Rather than giving up and dumping conflict markers like git does, weave tries one more level of decomposition, where if the conflicting entity is a container like a class with methods it decomposes it into its children using the parent_id hierarchy and attempts to merge at that level instead. I call this "inner merge," and it means two developers who edited different methods in the same class get a clean merge because at the method level there's no conflict at all, something git can't do because it doesn't know where one method ends and the next begins, it just sees a block of text that both sides touched.
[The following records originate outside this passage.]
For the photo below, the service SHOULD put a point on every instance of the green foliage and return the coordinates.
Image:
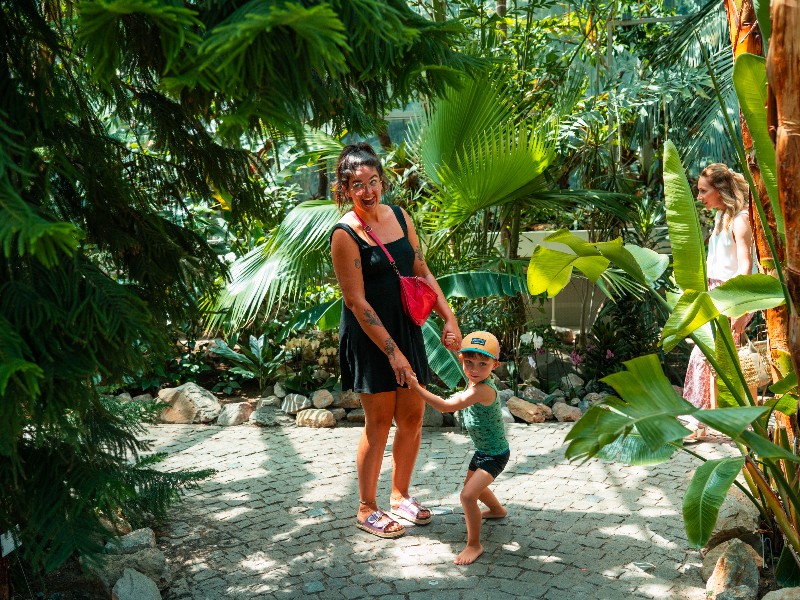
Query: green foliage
(258, 359)
(116, 118)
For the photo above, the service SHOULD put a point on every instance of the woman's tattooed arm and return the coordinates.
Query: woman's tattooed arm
(372, 318)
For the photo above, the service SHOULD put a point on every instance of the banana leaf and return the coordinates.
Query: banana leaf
(705, 495)
(750, 81)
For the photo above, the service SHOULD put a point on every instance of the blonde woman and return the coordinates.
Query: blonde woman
(730, 253)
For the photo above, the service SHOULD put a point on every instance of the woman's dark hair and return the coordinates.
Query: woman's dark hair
(351, 158)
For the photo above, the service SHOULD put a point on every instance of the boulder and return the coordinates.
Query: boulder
(528, 411)
(268, 401)
(294, 403)
(279, 390)
(189, 403)
(135, 586)
(534, 394)
(738, 518)
(347, 399)
(322, 399)
(710, 559)
(235, 414)
(150, 562)
(735, 568)
(566, 413)
(315, 417)
(141, 539)
(784, 594)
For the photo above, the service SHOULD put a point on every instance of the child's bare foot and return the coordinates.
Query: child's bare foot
(469, 555)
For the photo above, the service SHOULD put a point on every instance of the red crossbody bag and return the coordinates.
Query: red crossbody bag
(418, 296)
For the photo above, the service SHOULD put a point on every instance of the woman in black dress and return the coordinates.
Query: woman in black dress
(379, 346)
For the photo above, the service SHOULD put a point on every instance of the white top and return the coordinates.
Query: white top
(722, 262)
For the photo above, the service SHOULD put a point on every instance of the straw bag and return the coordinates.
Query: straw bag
(754, 359)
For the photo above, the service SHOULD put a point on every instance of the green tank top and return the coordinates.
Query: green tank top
(485, 425)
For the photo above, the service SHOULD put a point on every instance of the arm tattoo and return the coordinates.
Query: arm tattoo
(372, 318)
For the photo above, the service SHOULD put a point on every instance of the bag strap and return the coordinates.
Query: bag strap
(371, 234)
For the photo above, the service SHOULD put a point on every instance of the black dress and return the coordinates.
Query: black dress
(365, 368)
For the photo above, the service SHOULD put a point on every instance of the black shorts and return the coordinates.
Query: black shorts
(493, 465)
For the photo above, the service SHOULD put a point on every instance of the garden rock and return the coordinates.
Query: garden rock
(151, 562)
(315, 417)
(135, 586)
(534, 394)
(784, 594)
(268, 401)
(570, 382)
(141, 539)
(740, 592)
(347, 399)
(338, 413)
(189, 403)
(501, 372)
(594, 398)
(504, 395)
(734, 568)
(235, 414)
(356, 416)
(266, 416)
(710, 559)
(294, 403)
(565, 413)
(738, 518)
(432, 417)
(322, 399)
(528, 411)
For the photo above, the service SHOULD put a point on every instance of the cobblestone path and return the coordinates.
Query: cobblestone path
(277, 521)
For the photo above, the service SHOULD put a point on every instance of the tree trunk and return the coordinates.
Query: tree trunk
(783, 74)
(746, 37)
(500, 9)
(5, 578)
The inner merge decision is conservative by design: if decomposing a container into sub-entities doesn't resolve the conflict cleanly, I fall back to git's line-level merge for that entity, because the cardinal rule is that weave must never produce a worse result than git. Either it resolves something git couldn't, or it gets out of the way and lets git handle it, which means the tool is safe to enable globally since the worst case is identical to not using it at all.

Why Rust

I could have built this in Python or TypeScript, tree-sitter has bindings for both, but three things pushed me toward Rust and in retrospect all three turned out to matter more than I expected.

First, the type system. The entity model has a lot of invariants, parent IDs must reference real entities, dependency edges must point to existing nodes, structural hashes must be computed before matching, and in Python these invariants would be enforced by convention and broken by accident, but in Rust they're enforced by the compiler, and I've never had a bug where a parent ID pointed to nothing because the type system won't let you construct that state.

Second, performance is table stakes for developer tools, and if sem diff took two seconds instead of being instant nobody would use it. Rust gives me the performance of C without the memory safety footguns, and Rayon gives me parallelism without the concurrency bugs, and the whole tool feels snappy in a way that matters for adoption.

Third, Cargo workspaces. I have three tools (sem, weave, inspect) that share a core library, and Cargo workspaces let me keep them in one repository with shared compilation, independent versioning, and one cargo test that runs everything, and the dependency graph between my own crates mirrors the dependency graph I build for user code, which is a satisfying kind of dogfooding.

sem/ crates/ sem-core/ # Entity model, parsers, graph, diffing sem-cli/ # CLI: sem diff, sem blame, sem graph, sem impact sem-mcp/ # MCP server for AI agent integration

Try it

# Install brew install sem-cli brew install weave # Entity-level diff sem diff HEAD~1 # What depends on this function? sem graph src/main.rs # What breaks if this function changes? sem impact src/parser.rs::parse_file # Enable semantic merging for your repo weave install

Both are open source and available on Homebrew: sem for entity-level diffing, blame, and impact analysis, and weave for entity-level merging.